The move came after Qadri Jamil, a vice premier for economic affairs, met with the US pointman for Syria, Ambassador Robert Ford, on Saturday in Geneva to discuss proposed peace talks.
SANA said Jamil was sacked after an “absence without authorization from his post” as well as “activities and meetings outside the country without authorization from the government.”
The State Department confirmed the Jamil meeting with Ford.
“Ambassador Ford met on Oct. 26th in Geneva with the Syrian deputy prime minister, who ... led a government-affiliated internal opposition party and who has now reportedly departed that post,” spokeswoman Jen Psaki said.
“Ambassador Ford stressed that we must all work for a political solution on the lines of Geneva, that Assad and the inner circle have lost legitimacy and must go.”
She would not confirm reports that, according to a political source in Syria, Jamil had proposed joining the opposition delegation to peace talks and that Ford had said he could not represent both sides at once.
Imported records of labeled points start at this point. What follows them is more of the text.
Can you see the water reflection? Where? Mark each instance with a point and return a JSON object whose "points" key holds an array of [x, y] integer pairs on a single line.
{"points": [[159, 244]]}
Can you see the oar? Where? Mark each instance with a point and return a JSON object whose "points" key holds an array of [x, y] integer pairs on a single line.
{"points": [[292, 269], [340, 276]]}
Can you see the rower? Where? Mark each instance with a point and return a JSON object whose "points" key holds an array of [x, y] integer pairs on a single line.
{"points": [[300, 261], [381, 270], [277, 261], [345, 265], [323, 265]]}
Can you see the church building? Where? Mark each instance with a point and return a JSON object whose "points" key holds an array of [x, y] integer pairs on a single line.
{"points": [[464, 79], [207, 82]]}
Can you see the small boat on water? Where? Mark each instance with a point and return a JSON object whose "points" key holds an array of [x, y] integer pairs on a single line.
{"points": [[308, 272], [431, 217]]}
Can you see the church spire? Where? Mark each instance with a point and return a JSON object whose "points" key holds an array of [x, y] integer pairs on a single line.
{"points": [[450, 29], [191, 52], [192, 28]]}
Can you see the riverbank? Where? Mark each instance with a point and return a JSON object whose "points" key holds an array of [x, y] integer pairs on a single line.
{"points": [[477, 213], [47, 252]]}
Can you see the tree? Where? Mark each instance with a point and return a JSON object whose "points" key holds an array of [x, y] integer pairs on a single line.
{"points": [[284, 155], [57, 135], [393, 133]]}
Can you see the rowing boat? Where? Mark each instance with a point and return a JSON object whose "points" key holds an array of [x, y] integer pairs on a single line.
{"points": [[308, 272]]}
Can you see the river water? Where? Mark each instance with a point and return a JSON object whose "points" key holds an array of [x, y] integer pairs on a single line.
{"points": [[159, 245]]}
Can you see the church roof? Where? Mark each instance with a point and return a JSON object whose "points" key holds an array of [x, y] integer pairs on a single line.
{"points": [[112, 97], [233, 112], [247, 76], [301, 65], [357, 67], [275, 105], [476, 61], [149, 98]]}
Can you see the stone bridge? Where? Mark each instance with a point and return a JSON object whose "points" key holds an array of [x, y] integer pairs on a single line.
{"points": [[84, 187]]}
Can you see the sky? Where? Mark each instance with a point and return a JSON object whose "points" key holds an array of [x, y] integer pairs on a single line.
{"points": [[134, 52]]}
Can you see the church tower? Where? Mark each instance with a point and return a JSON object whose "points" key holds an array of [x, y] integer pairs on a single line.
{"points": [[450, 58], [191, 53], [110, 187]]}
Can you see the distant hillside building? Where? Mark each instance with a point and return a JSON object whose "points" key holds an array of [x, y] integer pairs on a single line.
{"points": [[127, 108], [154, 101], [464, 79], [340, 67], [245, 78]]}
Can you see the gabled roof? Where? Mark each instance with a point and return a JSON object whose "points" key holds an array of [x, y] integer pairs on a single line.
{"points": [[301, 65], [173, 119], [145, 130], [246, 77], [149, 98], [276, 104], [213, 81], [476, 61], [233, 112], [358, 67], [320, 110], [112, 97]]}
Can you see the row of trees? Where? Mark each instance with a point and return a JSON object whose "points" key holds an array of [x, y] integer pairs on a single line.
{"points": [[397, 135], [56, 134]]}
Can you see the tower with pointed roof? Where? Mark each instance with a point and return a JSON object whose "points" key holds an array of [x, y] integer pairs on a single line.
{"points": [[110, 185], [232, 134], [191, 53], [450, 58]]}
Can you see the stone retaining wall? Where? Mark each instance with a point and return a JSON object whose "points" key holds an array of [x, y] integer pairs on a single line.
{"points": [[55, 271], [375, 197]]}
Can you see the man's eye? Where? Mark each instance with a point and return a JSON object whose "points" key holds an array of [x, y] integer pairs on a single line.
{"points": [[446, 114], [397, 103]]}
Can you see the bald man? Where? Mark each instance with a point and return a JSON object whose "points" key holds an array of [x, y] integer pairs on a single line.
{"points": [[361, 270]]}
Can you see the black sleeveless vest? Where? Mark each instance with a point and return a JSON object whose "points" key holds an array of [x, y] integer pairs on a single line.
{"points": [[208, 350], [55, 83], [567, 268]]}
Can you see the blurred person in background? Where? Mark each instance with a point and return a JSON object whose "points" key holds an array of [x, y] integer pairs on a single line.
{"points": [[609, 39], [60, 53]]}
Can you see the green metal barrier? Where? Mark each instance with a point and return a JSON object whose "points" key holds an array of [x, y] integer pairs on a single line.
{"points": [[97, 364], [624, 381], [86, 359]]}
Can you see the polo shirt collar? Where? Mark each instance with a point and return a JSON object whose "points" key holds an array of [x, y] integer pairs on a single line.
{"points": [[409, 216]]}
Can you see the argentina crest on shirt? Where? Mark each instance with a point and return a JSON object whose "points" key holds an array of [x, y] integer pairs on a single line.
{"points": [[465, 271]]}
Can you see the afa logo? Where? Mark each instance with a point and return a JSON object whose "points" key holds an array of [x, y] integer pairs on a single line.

Jamil himself told the Lebanon- based Arab satellite channel Al-Mayadeen that he planned to return to Damascus and defended his meetings abroad.
“Our meetings with international parties to halt the bloodbath in Syria are legitimate,” he said.
Opposition National Coalition spokesman Louay Safi said the incident showed that “the regime is in the process of falling apart ... Qadri Jamil perhaps felt the ship is sinking.”
A Lebanese newspaper reported that Jamil and his family have been living for the past several weeks in Moscow, where the former member of the Syrian communist party had studied economics.
Jamil later founded his own party, the People’s Will, which participated in peaceful pro-democracy demonstrations in 2011 that escalated into a rebellion after a crackdown by Assad.
As part of the tolerated domestic opposition, he helped draft a new constitution last year and then participated in legislative elections before being named vice premier.
The United States and Russia have been struggling to convince Syria’s warring parties to attend peace talks in Geneva next month aimed at ending the civil war, which has killed an estimated 115,000 people.
UN-Arab League envoy Lakhdar Brahimi was in Damascus Tuesday as part of a regional tour to rally support for the talks following a rare US-Russian accord to dismantle Syria’s chemical weapons.
The talks remain in doubt, however, with Syria’s increasingly fractured rebels having yet to say whether they will attend.
Washington would not “speculate on the meaning or the reasons” behind Jamil’s departure, Psaki added, but stressed the US was still working towards try to convene the Geneva peace talks.
The Coalition has said it will not take part in the Geneva talks unless Assad’s resignation is on the table — a demand rejected by Damascus — while several rebel groups have warned that anyone who attends will be considered a traitor.
Assad has also cast doubt on the talks, and has said he will not negotiate with any group tied to the rebels fighting his forces or to foreign states.